The wait is over! (if there were people still waiting on us) The Q1 2017 progress report is here, albeit we are late once more. Don't blame us, blame all these wonderful fixes you will find below:
Core
The PlayStation 2 Vector Interface Unit (VIF) is a pathway between the main memory and the Graphics synthesizer, one of its main functions is to unpack scalar data into vector data (i.e. converting 3 32-bits scalars into 3 128-bit vectors).
PCSX2 uses dynamic recompilation to emulate the VIF unpacking functions. The recompiled code is cached using a hash map to prevent unnecessary code recompilation. Recently, the code was profiled to identify potential bottlenecks. This identified an issue in the hash map lookup code.
Each hash map entry has 16 contiguous bytes, consisting of a 12 byte key that holds the unpacking parameters and a 4 byte value that contains the recompiled code address. The hash map key was built with 1/2/4 byte store operations and was subsequently read back during the hash lookup with a 16-byte vector read operation. This prevented store to load forwarding, where a load operation can avoid accessing data through memory and can obtain data from a previous store operation instead, and caused the CPU to stall unnecessarily since all the store operations had to be completed before the vector readback operation could execute.
The hash map key generation and lookup code was rewritten to enable store to load forwarding and to improve portability. This provides a 2-3X improvement on the hash lookup speed and translates to a small FPS increase.
The CFC2 instruction is used to transfer 32-bit integer data from the COP2 control registers to the General Purpose Registers (GPRs) of the Emotion Engine. It was recently noticed that a special behavior occurs when the CFC2 instruction transfers data from the TPC register, which contains the Program Counter (PC) the VU0 micro subroutine was stopped at.
The following code sequence is present in some games,
cfc2 t4, TPC
ctc2 t4, CMSAR0
callmsr
On this following sequence of code,
- The CFC2 instruction transfers the TPC data to the t4 register.
- The CTC2 instruction subsequently transfers the data to the CMSAR0 register, which holds the starting address of the VU0 micro subroutine divided by 8.
- The VCALLMSR instruction then starts the micro subroutine at the address specified by the CMSAR0 register.
This sequence did not work on PCSX2 because the CMSAR0 register requires an address divided by 8, yet the address transferred from the TPC register to the CMSAR0 register was not divided by 8. This sequence, however, worked perfectly fine on the PS2.
Apparently, the address that the CFC2 instruction transfers from the TPC register has already been divided by 8. This was verified with homebrew tests. Accounting for this behavior fixes the graphical glitches in "Street Fighter EX 3" and "R: Racing Evolution". We are sincerely sorry for fixing this long standing bug plaguing Street Fighter EX3, which started with missing skirts , developed to skirts levitating showing panties and concluded in correct emulation
GSdx
It may surprise many that for such a comprehensive PS2 emulator we did not display On-screen Display (OSD) messages relating to information such as save/load states or frame-rate information.

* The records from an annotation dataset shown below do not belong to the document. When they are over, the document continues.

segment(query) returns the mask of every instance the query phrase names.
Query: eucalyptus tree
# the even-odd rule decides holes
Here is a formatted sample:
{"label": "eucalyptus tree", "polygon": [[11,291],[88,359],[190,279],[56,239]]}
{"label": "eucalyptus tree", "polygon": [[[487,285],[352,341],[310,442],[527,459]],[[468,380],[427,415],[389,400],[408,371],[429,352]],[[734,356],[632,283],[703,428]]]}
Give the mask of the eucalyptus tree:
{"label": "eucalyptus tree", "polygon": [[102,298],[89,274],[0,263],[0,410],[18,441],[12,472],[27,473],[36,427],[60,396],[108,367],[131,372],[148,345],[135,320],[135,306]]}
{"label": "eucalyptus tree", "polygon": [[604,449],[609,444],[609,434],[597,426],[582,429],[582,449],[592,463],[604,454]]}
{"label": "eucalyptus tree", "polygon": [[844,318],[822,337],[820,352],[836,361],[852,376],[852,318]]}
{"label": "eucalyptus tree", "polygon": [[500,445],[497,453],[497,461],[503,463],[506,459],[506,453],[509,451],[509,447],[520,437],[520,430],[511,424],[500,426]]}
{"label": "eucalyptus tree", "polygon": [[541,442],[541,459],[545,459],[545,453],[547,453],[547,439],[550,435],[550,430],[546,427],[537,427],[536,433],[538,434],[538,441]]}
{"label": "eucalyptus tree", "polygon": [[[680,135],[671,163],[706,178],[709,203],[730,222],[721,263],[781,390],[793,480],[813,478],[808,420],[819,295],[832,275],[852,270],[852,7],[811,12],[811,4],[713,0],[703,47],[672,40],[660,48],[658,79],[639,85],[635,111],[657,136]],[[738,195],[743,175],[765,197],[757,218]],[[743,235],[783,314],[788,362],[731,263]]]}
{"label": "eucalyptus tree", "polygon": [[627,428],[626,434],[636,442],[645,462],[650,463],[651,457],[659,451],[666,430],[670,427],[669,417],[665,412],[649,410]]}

Maxxus started work in July 2016 maintaining committed all the way to the final merge of this feature early January working through design options, fonts, compatibility and stamping out bugs.

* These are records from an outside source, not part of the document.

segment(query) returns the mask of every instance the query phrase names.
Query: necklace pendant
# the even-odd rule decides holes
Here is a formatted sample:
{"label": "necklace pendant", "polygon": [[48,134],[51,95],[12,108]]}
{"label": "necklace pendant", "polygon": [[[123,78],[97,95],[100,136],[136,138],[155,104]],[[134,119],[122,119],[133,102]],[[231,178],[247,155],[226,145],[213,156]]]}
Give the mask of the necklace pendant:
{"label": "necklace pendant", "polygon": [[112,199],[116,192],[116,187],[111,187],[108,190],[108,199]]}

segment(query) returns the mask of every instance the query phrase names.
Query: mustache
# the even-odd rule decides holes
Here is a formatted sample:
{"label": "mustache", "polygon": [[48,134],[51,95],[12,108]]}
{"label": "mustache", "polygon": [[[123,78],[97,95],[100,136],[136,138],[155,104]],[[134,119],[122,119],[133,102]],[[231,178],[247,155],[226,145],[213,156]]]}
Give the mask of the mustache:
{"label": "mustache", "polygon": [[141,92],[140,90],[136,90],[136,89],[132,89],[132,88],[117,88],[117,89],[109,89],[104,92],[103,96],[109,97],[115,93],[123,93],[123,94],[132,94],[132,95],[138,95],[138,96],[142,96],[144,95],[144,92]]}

As Maxxus is a Linux only user, the OSD did not yet have a UI on Windows. FlatOut later added this along with some minor improvements. Another consequence of Maxxus not being a Windows user is that the OSD is currently not available for the Direct3D renderers. Only the OpenGL renderers are supported for now.
The OSD consists of 2 functions, the "Log" and the "Monitor". The "Log", enabled by default, prints the console log messages returned by several keys(F1-F3 Save States, F4/Tab Framelimiter) on screen. And "Monitor", disabled by default, prints the current Framerate and EE/GS/VU percentages on screen. The OSD settings can be configured in the OSD Configuration dialog located on the GSdx plugin settings.
Here are some screenshots of the new OSD log and OSD monitor feature in action:
Textures are stored in the GS memory, which is split into 512 pages. For each memory page, the GSdx texture cache manages a list of addresses of textures present on the page.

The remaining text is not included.